Comme on pouvait s’y attendre, après les commentaires « racisés » (euphémisme pour ne pas dire que ceux qui le pratiquent sont racistes) reprochant à un Noir d’avoir sauvé un petit Blanc, on entend des thèses complotistes venues de l’autre camp. Pour certains, le geste de M. Gassama est banal et ne mérite pas qu’on s’y attarde. Après tout, un peu de gymnastique ne fait pas de mal, n’est-ce pas. Pire : certains avancent qu’il s’agit là d’une habile mise en scène. Et l’on retrouve les habituels spécialistes de l’image qui décortiquent seconde par seconde et trouvent, qui une ombre, qui une main, qui un personnage qui change etc. On est en plein délire collectif.
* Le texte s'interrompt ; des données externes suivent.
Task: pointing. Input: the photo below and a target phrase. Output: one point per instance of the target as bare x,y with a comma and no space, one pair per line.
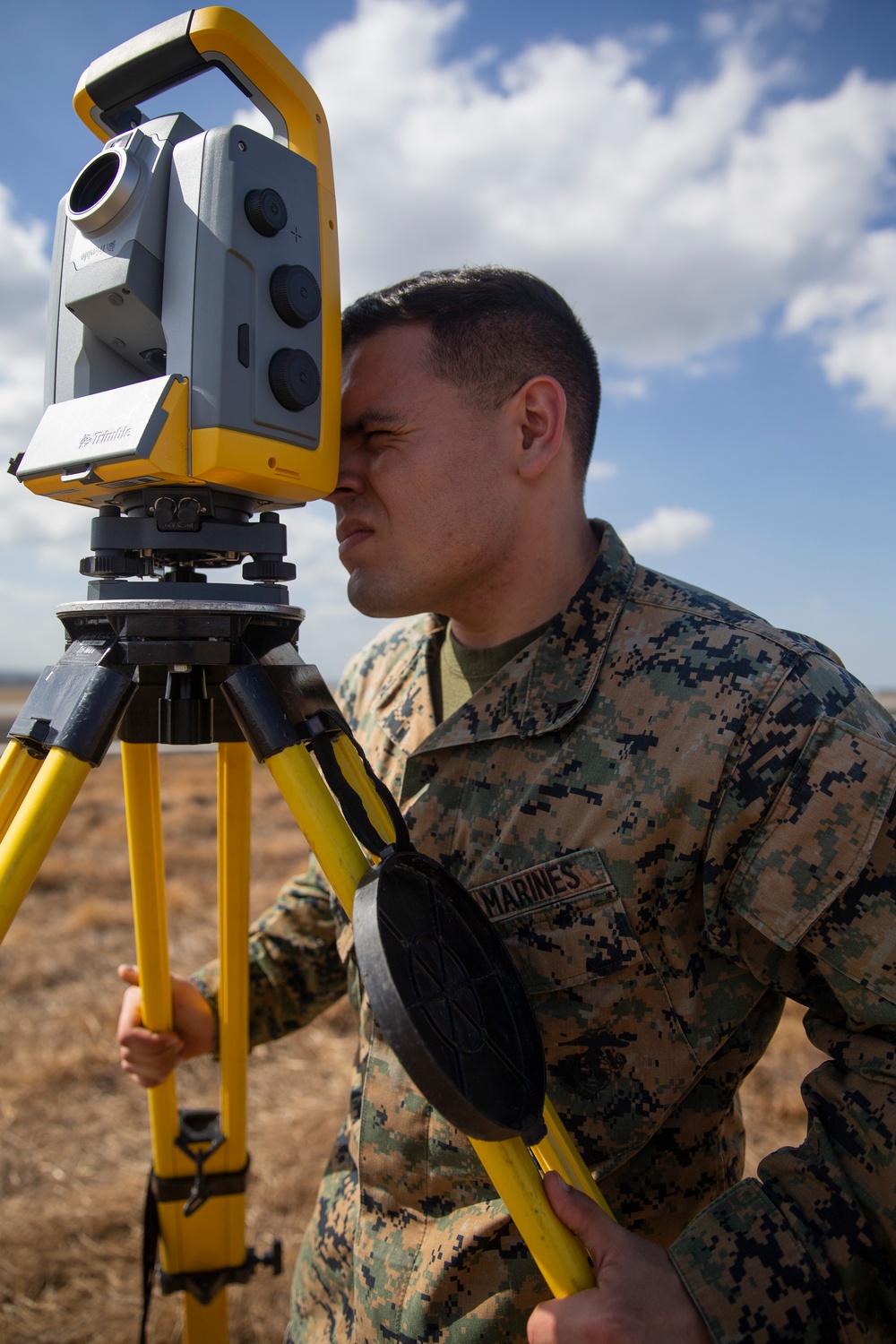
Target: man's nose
349,480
Où l’on voit que, désormais, non seulement la vérité n’est qu’une opinion parmi d’autres mais que la vérité importe peu. Elle n’est que le point de départ et ceux qui en parlent la transforment en exploit, en supercherie, en habile montage, en mise en scène.

 

Répondons à ceux qui d’habitude s’opposent mais qui, souvent, se rejoignent quand l’objectif est atteint. Si M. Mamoudou Gassama avait agi uniquement pour en tirer le bénéfice de voir sa situation administrative régularisée, il n’avait pas besoin de prendre de tels risques. Il lui suffisait, comme les autres, d’attendre et d’avoir un peu de chance. Seulement, dans notre beau pays de France, on n’aime pas ceux qui se détachent du peloton. Depuis une trentaine d’années, tout est nivelé, uniformisé. Les études secondaires fabriquent des « moyens » qui, avec plus ou moins la moyenne, décrochent le bac à 80 %. L’ancienne ministre avait supprimé les classes européennes qui attiraient, toutes origines sociales confondues, les élèves les plus motivés et dégageaient une élite républicaine finalement rattrapée par la horde des moyens. Son prédécesseur avait supprimé certaines bourses au mérite. Le blue-jean est porté par toutes les générations. L’industrie agro-alimentaire impose des standards et les médias, encore très récemment, se chargent de ringardiser la cuisine et les produits de terroirs. Le menu de la jeune génération se résume le plus souvent au kébab le midi et à la pizza le soir. La culture, malgré les moyens considérable de notre époque est aussi standardisée. Il suffit de comparer les programmes des MJC d’un département à l’autre, de voir les galeries d’art, les programmes de cinéma. Le Gouvernement agit dans le même sens en diminuant ou supprimant les subventions. Tout concourt à l’uniformisation, le nivellement, la médiocrité (au sens propre). Quand, au moins deux générations sont conditionnées, jusque dans leurs assiettes (assiettes qui ne sont même plus nécessaires d’ailleurs) par l’uniformisation, on est réceptif au nivellement et au rejet de ce qui est lié à l’effort et au mérite

 

Dans ce contexte, apparaît une nouvelle déclinaison du conflit entre l’inné et l’acquis. L’inné, ce sont les habitants de ce quartier du 18e qui sont effrayés à l’idée qu’un enfant risque de tomber du 4e étage et de se tuer sous leurs yeux, sans pouvoir rien faire. L’inné, ce sont les encouragements quand un jeune tente et réussit à escalader en se hissant de balcon en balcon. C’est l’explosion de joie quand il chope le petit et le sauve. L’inné, c’est encore la demande que cet homme ne soit pas seulement félicité mais qu’on lui apporte un peu de ce qui lui manque et qu’on devine immense.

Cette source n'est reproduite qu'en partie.